IN SHORT: Lunch programs are improved for better health.
By PEG KENYON
Leader staff writer
After checking off school-supply lists and shopping for approved attire, many parents will turn their attention to the food their children will be served in the Pulaski County Special School District this year.
According to Michael Harvey, child nutrition director for PCSSD, school lunches provide one-third of the recommended daily allowances for calories, protein, iron and calcium as well as vitamins A and C for students.
Students in grades K-6 receive lunch consisting of 664 calories and meals for students in grades 7-12 have 825 calories.
The USDA provides a meal pattern for not only school lunches but also breakfast programs.
The school lunch meal includes two ounces of cooked lean meat or meat alternate, a serving of bread or grain product with eight servings per week and three-fourth of a cup of two or more vegetables or fruits.
Low-fat milk is also the beverage of choice for the USDA school lunch meal pattern.
Harvey said the lunch programs had undergone renovations in the past. “We made all our changes last year,” Harvey told The Leader.
A September lunch menu for students at the secondary educational level includes soft tacos, spaghetti, potatoes and broccoli salad. Fruits and desserts listed for that month included apple cobbler, pineapples, blueberry cobbler and apples.
For pre-K and third-graders, lun-ches range from pizza to chicken-fried steak with gravy.
Strawberry bars, peaches, vanilla cream cookies, grapes and honey graham crackers are among the desserts and fruits that will be served this fall.
Before heading to lunches based on Department of Agriculture guidelines, uniformed students will need school supplies ranging from No. 2 pencils to boxes of baby wipes before classes start on Monday.
Some district patrons have seen cash registers ringing up totals averaging between $25 and $30 without purchases of clear or mesh backpacks, standardized uniforms, bookstore items and weekly reading material subscriptions.

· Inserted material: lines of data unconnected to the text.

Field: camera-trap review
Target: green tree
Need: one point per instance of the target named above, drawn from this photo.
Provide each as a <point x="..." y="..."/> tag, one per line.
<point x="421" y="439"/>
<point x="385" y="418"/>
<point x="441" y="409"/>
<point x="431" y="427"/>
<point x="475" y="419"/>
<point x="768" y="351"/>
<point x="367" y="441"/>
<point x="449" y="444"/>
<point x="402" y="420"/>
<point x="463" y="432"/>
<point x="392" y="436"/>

Parents of students enrolled in art classes at Bayou Meto Elementary School are purchasing yarn, thin metal hangers, modeling material and antibacterial hand soap. For first graders, students should have a 64-count box of Crayola crayons.
At Jacksonville Elementary School, fifth-graders look as though they may be experiencing a lot of colds during the 2006-2007 school year. Four large boxes of Kleenex appear on their list of school supplies. Fourth graders may feel better because their list requires three boxes of tissues.
Along with two boxes of Kleenex, Arnold Drive Elementary fifth-grade students should be equipped with pocketsize dictionaries. Lists did not include loose-leaf binders, trapper-keepers or school boxes. Ziploc bags, cotton balls, rubbing alcohol, paper plates and Fiskars for Kids scissors frequently appeared on older school supply lists.
The usual glue, crayons, pencils, erasers and writing paper still remain on the lists.
Parents of Sylvan Hills Elementary fifth graders are instructed to label their children supplies while parents of Arnold Drive Elementary second graders were instructed not to put their child’s name on pencils, tablets, notebook paper, glue or boxes of Kleenix.
Sixth-grade students at Jacksonville Girls Middle School will need a calculator, a big pink eraser and a bottle of all-purpose cleaner as well as other items.
While sorting through the school supplies, parents of students below the high school level in Jacksonville must learn the type and color of clothing allowed by each school.
It begins with youngsters who will be attending Adkins Pre-K facility. Shirts of red, white or blue are allowed.
Tolleson Elementary School in-cludes those colors but tacks on burgundy as an approved color for shirts to be worn because students move onto Northwood Middle School and North Pulaski High School. Those two school colors include burgundy.
At Jacksonville Elementary, light blue shirts may be worn in addition to red, white and dark blue. Royal blue shirts, along with navy blue and white, are allowed at Sylvan Hills Middle School. The school colors also include royal blue.
District-wide policy dictates navy blue or khaki for slacks for students not yet in high school.
After checking off school supply lists and shopping for appropriately and approved colorful attire, parents may turn their attention to the lunch boxes their children may prefer to carry from home for the 2006-2007 school year.